Measuring gaps in access

Understanding CART

The ESCAP LNOB trees use the Classification and Regression Tree (CART) methodology to determine the best split at each node. For each node, an algorithm evaluates all possible splits to determine which circumstance provides the most information about an indicator. Each node is split in this way until further splits cease to yield additional information or the sample size becomes too small.

Figure 1: A simple example of a Classification and Regression Tree (CART)

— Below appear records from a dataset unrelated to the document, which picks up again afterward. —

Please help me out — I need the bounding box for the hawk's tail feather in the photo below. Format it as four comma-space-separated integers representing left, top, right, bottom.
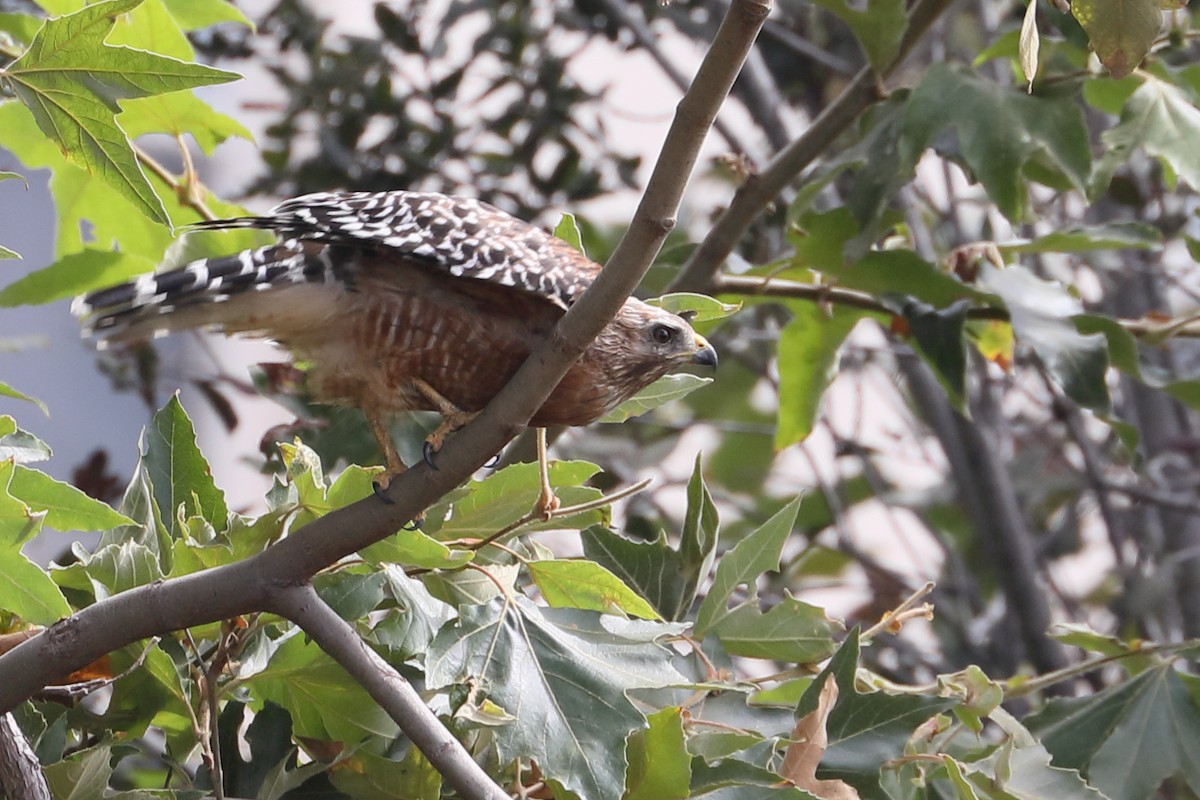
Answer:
71, 240, 347, 341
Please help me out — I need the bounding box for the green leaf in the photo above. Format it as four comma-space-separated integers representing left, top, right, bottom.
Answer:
142, 396, 229, 537
0, 546, 71, 625
1070, 0, 1163, 78
0, 381, 50, 416
796, 631, 955, 796
816, 0, 908, 71
900, 300, 968, 411
426, 597, 682, 800
359, 528, 475, 570
996, 222, 1163, 255
245, 630, 397, 744
695, 498, 800, 639
528, 559, 660, 619
312, 566, 388, 620
0, 248, 155, 307
979, 265, 1111, 414
0, 414, 52, 464
598, 372, 713, 422
0, 75, 256, 263
624, 706, 691, 800
1072, 314, 1200, 409
8, 465, 133, 531
425, 461, 606, 541
582, 457, 720, 620
901, 64, 1091, 220
554, 213, 587, 255
118, 92, 254, 155
1026, 664, 1200, 800
44, 745, 113, 800
714, 595, 842, 664
775, 302, 866, 450
163, 0, 254, 31
2, 0, 239, 225
1092, 73, 1200, 196
84, 539, 163, 600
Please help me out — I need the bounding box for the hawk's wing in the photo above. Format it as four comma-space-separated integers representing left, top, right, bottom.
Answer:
194, 192, 600, 308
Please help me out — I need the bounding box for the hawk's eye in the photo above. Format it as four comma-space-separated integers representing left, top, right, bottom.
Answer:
650, 325, 676, 344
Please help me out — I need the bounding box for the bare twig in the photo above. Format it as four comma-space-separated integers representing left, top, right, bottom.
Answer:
671, 0, 953, 291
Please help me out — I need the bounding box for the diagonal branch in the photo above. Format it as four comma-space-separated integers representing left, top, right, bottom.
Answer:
670, 0, 954, 291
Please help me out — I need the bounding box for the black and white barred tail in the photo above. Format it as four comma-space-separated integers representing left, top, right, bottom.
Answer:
71, 239, 355, 345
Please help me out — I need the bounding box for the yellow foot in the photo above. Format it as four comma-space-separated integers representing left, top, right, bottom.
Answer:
413, 378, 479, 469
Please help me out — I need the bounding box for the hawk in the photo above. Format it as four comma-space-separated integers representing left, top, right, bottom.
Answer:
73, 191, 716, 482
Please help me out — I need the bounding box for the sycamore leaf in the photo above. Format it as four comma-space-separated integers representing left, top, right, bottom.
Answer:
0, 383, 50, 416
775, 302, 869, 450
625, 706, 691, 800
554, 213, 587, 255
0, 0, 239, 224
1020, 0, 1040, 91
528, 559, 661, 619
426, 597, 682, 800
598, 372, 713, 422
779, 675, 858, 800
900, 65, 1091, 220
1070, 0, 1163, 78
979, 265, 1111, 414
0, 414, 52, 464
695, 498, 800, 638
1026, 664, 1200, 799
1091, 74, 1200, 194
796, 631, 956, 796
0, 248, 155, 307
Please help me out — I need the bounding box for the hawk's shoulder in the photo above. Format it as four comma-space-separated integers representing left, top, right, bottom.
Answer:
198, 191, 600, 308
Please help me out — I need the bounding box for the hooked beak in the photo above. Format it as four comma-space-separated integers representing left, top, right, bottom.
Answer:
691, 333, 716, 369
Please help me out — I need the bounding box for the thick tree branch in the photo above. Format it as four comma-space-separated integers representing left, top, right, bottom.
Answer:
671, 0, 954, 291
0, 0, 770, 738
268, 584, 509, 800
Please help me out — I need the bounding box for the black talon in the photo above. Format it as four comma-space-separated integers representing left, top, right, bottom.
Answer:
421, 441, 438, 469
371, 481, 396, 506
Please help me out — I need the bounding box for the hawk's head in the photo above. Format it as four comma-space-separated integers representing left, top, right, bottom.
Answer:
596, 299, 716, 397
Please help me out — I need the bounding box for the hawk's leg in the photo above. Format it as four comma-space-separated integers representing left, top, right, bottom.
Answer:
533, 428, 560, 519
413, 378, 479, 469
366, 411, 407, 503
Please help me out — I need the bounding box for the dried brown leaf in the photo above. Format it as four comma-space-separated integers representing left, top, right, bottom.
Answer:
779, 675, 859, 800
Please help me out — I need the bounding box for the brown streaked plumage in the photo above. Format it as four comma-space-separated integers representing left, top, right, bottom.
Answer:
74, 192, 716, 469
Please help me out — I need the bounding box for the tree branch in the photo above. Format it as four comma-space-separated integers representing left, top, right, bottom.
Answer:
670, 0, 953, 291
0, 0, 770, 743
268, 584, 509, 800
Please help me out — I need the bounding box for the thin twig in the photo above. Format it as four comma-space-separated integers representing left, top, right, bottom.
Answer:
671, 0, 953, 291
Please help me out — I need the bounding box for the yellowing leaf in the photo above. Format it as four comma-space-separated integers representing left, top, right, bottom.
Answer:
529, 559, 662, 619
1070, 0, 1163, 78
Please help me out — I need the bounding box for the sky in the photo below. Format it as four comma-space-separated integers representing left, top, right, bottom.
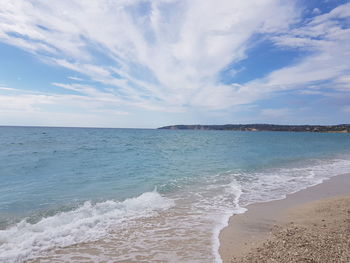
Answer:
0, 0, 350, 128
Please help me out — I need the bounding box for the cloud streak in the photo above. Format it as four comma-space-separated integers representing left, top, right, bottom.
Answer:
0, 0, 299, 110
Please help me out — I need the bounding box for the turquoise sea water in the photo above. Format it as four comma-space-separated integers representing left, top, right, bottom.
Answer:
0, 127, 350, 262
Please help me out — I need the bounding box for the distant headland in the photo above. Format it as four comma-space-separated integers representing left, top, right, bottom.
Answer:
158, 124, 350, 133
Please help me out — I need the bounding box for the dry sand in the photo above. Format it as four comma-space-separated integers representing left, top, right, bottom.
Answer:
220, 175, 350, 263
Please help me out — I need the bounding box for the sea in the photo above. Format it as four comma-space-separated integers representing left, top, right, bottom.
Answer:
0, 127, 350, 263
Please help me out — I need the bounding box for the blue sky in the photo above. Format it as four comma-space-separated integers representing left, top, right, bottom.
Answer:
0, 0, 350, 128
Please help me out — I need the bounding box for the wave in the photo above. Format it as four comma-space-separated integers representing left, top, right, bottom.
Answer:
0, 190, 174, 263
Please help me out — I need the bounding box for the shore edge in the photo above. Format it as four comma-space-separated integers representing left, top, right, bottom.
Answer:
219, 174, 350, 263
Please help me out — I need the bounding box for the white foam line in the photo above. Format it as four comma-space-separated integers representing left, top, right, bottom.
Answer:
0, 191, 174, 263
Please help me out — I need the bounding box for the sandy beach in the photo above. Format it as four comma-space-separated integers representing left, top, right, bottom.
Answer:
220, 174, 350, 263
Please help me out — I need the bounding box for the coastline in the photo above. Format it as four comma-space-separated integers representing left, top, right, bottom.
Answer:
219, 174, 350, 263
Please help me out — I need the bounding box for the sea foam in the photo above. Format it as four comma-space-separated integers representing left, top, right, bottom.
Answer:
0, 191, 174, 263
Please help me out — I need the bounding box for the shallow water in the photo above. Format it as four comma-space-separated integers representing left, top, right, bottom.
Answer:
0, 127, 350, 262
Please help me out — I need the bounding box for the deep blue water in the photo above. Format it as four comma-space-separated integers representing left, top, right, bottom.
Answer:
0, 127, 350, 221
0, 127, 350, 262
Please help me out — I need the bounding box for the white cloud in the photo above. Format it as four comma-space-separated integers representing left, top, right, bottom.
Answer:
246, 3, 350, 96
0, 0, 350, 122
0, 0, 299, 110
261, 108, 292, 119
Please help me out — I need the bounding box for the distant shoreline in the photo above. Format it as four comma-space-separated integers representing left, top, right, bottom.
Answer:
158, 124, 350, 133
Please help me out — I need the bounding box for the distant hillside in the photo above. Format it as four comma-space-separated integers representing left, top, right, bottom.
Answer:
158, 124, 350, 133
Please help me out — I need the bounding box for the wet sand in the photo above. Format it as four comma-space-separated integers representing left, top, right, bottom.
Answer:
220, 174, 350, 263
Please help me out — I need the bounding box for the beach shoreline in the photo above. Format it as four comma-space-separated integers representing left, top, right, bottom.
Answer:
219, 174, 350, 263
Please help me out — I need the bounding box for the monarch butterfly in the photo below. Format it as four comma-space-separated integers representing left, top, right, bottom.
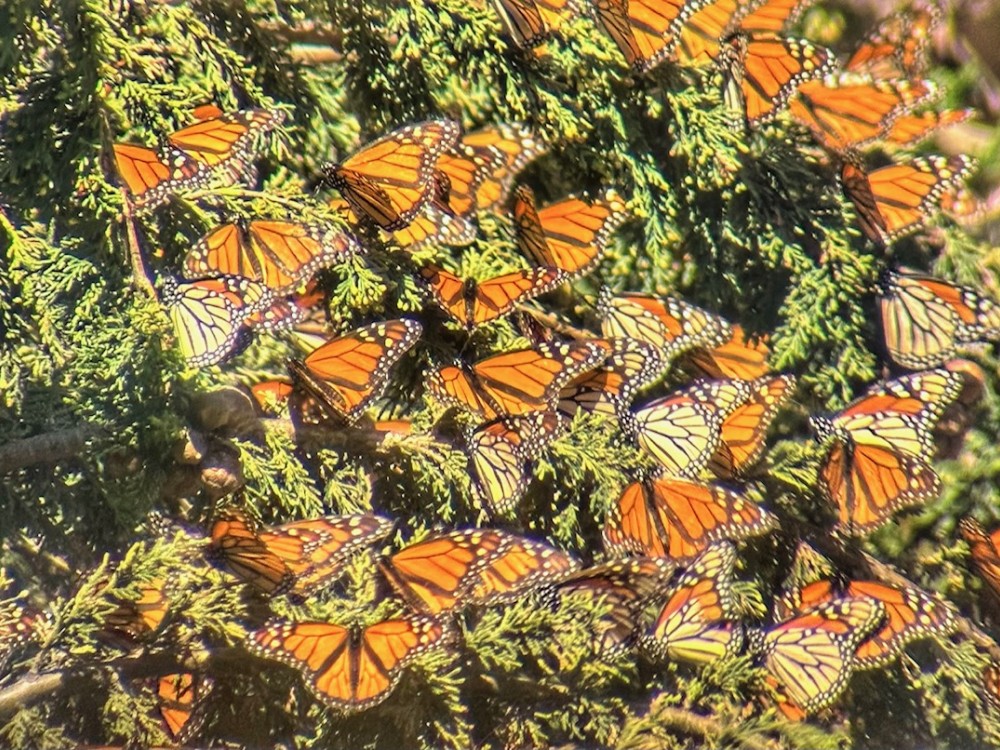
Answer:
811, 370, 963, 534
468, 412, 566, 516
983, 661, 1000, 711
882, 109, 976, 148
156, 672, 212, 745
788, 74, 938, 151
708, 375, 795, 478
112, 108, 284, 209
541, 557, 676, 656
597, 288, 730, 363
493, 0, 579, 48
841, 156, 975, 245
878, 271, 1000, 369
323, 120, 460, 232
427, 341, 609, 421
622, 380, 751, 477
420, 263, 569, 330
460, 123, 548, 211
288, 319, 423, 423
681, 325, 771, 380
642, 542, 743, 664
183, 221, 361, 293
844, 5, 941, 78
595, 0, 696, 73
748, 598, 885, 713
206, 507, 295, 596
958, 518, 1000, 597
257, 513, 393, 596
160, 276, 275, 367
167, 107, 285, 169
392, 203, 478, 253
604, 477, 774, 562
559, 338, 665, 417
719, 31, 836, 127
514, 185, 629, 274
379, 529, 580, 615
0, 603, 41, 671
782, 581, 957, 669
740, 0, 813, 34
113, 143, 213, 210
248, 617, 452, 711
104, 578, 170, 641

To understand this process, imagine you have a basket filled with apples, oranges, and limes, and you want to count how many fruits there are of each type (Figure 1). To do this, you could sort them according to different characteristics, such as shape, size or color. Sorting by shape isn’t very useful, because apples, oranges, and limes are all round. Size is more useful, but it still doesn’t provide enough information to distinguish between apples and oranges. Sorting the fruits by color would be the most useful. So, color would become the first split in the tree.

CART In Practice

Let’s look at how the CART methodology works in practice with LNOB trees (Figure 2). In the example below, our indicator of interest is “Access to Electricity”. The CART algorithm looks for the circumstance that shows the greatest disparity between groups. The algorithm starts by searching for the first split (or "partition) of the tree, using a splitting criterion. The splitting criterion can be defined in several ways, but the one used here is the Analysis of Variance or "ANOVA". 

Let's assume there are two possible splits for our indicator: a split on “education” (less vs. more), or a split on “residence” (urban vs. rural). The “residence” split may result in groups that are more homogenous and better satisfy the splitting criterion. In that case, “residence” would become the circumstance leading to the first split in our LNOB tree.

Building Trees with CART

CART analysis doesn’t stop at the first split. It analyzes subsequent nodes to see if further splits can be made, using the splitting criterion. In the example below, the “urban residence” node is further split by “education” (more vs. less). We can see that people who reside in urban areas with more education are the group furthest ahead, with 100% access to electricity.

The CART algorithm did not split the node for “rural residence.” The splitting criterion was not met, or the sample size was too small to be split further. This means that people living in rural areas are the group furthest behind, with only 25% access to electricity.

Figure 2: Simplified example of using CART for LNOB

Measuring Inequality

D-Index Explained

D-Index is a way to measure inequality of access across all groups in a sample. Let’s look at the countries in the example below: the average rate of access to electricity in each country is 65%, but but different social groups have different rates of access. D-Index values range from 0-1: a higher number indicates more inequality, while a lower number indicates less inequality. D-Index is comparable to the Gini Coefficient, which is a different aggregate measure of economic inequality.

While LNOB trees are useful for comparing rates of access across groups, D-Index provides a single number that can summarize inequality of access for all groups in a sample. D-Index facilitates easy comparisons between samples, such as between provinces, countries, or groups of countries.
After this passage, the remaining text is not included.